The Irish have called Lisbon a stage too far. The result will be anguished introspection at the EU foreign ministers' summit next week. Tensions within delegations, never mind between them, will be acute. The French Foreign Minister has rightly said that the Irish vote spells the end of the treaty. His colleague responsible for European affairs, by contrast, was steadfastly refusing yesterday to take “no” for an answer. Ratification, he insisted, must continue at all costs.
Lists of manoeuvres to make this happen are already being drawn up. Ireland could be offered a new “protocol” to allay fears for its own laws, then be invited to vote again. The treaty could be rewritten. It could be dismantled and adopted clause by torturous clause, or even appended in its entirety to Croatia's looming accession treaty.
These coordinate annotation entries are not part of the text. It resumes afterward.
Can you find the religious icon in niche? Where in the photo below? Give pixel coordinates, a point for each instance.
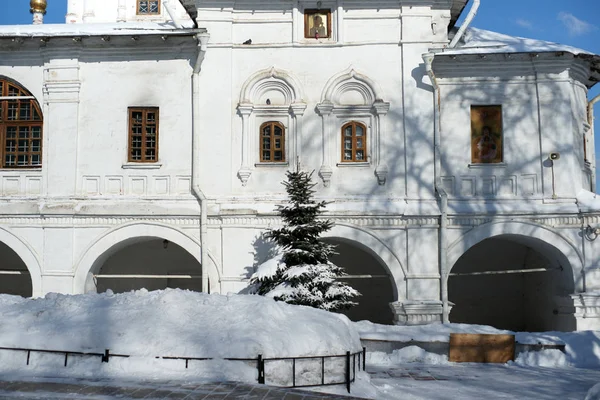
(317, 24)
(486, 134)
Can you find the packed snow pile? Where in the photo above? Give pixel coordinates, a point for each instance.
(477, 41)
(582, 349)
(173, 323)
(409, 354)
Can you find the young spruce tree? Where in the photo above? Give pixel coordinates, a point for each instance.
(304, 275)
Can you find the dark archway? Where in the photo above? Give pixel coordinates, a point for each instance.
(369, 277)
(512, 282)
(14, 275)
(150, 263)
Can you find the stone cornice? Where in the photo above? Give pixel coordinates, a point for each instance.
(45, 221)
(265, 221)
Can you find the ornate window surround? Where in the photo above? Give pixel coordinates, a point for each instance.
(334, 114)
(335, 7)
(21, 113)
(288, 108)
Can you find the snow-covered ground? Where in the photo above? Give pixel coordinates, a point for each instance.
(582, 349)
(188, 324)
(172, 323)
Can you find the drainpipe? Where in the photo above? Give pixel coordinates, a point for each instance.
(465, 25)
(202, 39)
(176, 22)
(443, 196)
(591, 104)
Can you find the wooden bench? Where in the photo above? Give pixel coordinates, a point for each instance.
(470, 347)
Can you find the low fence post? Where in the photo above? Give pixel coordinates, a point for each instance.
(348, 371)
(364, 358)
(261, 370)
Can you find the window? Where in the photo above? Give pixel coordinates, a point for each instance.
(272, 142)
(20, 127)
(486, 134)
(148, 7)
(354, 142)
(317, 24)
(143, 134)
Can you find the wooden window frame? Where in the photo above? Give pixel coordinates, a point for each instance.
(144, 134)
(138, 12)
(272, 149)
(310, 13)
(22, 98)
(355, 148)
(494, 134)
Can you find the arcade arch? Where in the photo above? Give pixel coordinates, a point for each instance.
(513, 276)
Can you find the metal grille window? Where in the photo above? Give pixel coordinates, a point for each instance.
(354, 142)
(272, 142)
(143, 134)
(20, 127)
(148, 7)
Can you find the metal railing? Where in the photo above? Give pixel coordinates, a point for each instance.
(334, 369)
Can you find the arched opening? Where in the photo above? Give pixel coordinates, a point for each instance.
(14, 275)
(21, 126)
(147, 262)
(513, 282)
(369, 276)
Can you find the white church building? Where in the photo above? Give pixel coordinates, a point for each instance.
(143, 144)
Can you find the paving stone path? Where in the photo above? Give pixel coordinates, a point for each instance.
(100, 390)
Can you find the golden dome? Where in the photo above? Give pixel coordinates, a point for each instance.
(38, 6)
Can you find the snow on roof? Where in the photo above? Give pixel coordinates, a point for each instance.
(480, 41)
(588, 201)
(96, 29)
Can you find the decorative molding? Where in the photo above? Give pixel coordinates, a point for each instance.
(274, 78)
(418, 312)
(350, 79)
(252, 105)
(371, 106)
(42, 220)
(587, 305)
(550, 221)
(263, 221)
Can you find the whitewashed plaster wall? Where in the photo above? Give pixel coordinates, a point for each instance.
(108, 11)
(366, 42)
(541, 113)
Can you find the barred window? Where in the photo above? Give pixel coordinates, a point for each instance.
(143, 134)
(354, 142)
(20, 127)
(148, 7)
(272, 142)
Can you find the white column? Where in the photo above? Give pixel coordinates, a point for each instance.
(122, 11)
(340, 21)
(325, 109)
(298, 112)
(295, 21)
(245, 171)
(88, 10)
(72, 17)
(380, 109)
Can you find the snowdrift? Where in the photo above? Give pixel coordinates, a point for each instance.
(582, 349)
(172, 323)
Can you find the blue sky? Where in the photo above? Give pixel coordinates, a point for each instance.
(572, 22)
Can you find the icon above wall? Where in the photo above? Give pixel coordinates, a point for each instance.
(317, 24)
(486, 134)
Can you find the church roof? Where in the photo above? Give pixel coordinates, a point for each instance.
(480, 41)
(455, 10)
(96, 29)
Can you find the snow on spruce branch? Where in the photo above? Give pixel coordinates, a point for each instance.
(302, 273)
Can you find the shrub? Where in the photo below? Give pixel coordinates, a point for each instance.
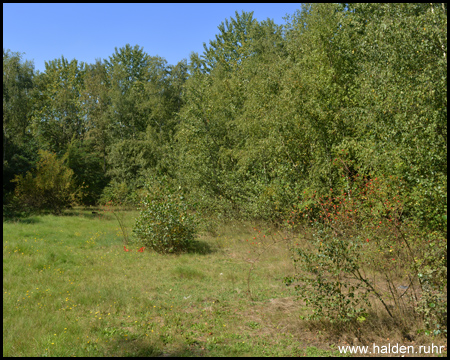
(165, 224)
(364, 245)
(49, 187)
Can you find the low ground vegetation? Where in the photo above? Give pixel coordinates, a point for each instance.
(70, 277)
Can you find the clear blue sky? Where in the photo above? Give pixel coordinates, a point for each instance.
(88, 31)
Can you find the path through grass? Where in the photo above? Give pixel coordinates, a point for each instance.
(70, 289)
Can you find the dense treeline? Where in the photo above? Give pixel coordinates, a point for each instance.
(254, 125)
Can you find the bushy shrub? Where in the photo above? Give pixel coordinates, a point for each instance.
(165, 224)
(49, 187)
(119, 193)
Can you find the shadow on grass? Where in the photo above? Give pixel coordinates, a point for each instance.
(200, 247)
(22, 220)
(139, 348)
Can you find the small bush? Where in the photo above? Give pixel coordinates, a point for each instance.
(49, 187)
(165, 224)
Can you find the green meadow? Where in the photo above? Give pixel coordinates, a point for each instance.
(70, 289)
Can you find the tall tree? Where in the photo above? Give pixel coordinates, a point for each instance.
(60, 115)
(19, 146)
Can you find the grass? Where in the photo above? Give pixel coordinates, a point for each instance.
(69, 289)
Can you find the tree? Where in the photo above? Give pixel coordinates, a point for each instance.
(59, 114)
(50, 187)
(18, 144)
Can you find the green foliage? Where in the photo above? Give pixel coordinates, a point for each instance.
(19, 147)
(165, 224)
(119, 193)
(88, 172)
(49, 187)
(59, 114)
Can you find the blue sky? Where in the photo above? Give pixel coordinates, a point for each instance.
(88, 31)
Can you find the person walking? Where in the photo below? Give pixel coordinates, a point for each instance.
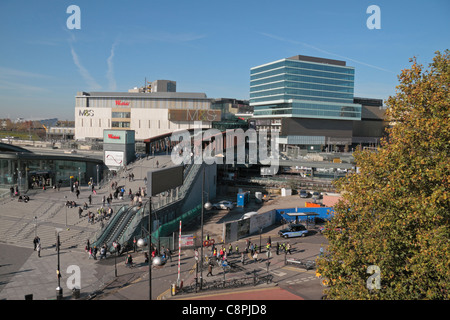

Such schemes insult all Europe's electorates, not just the Irish. The foreign ministers must reject them: the EU suffers enough already from a democratic deficit in its institutions. It is in danger of suffering from democratic denial by plugging its ears to the voice of Ireland.
Gordon Brown yesterday pledged to back Mr Sarkozy and the treaty come what may. He should think better of it. This is his chance to assert his leadership of Europe's constructive sceptics, and give Britain the referendum it deserves.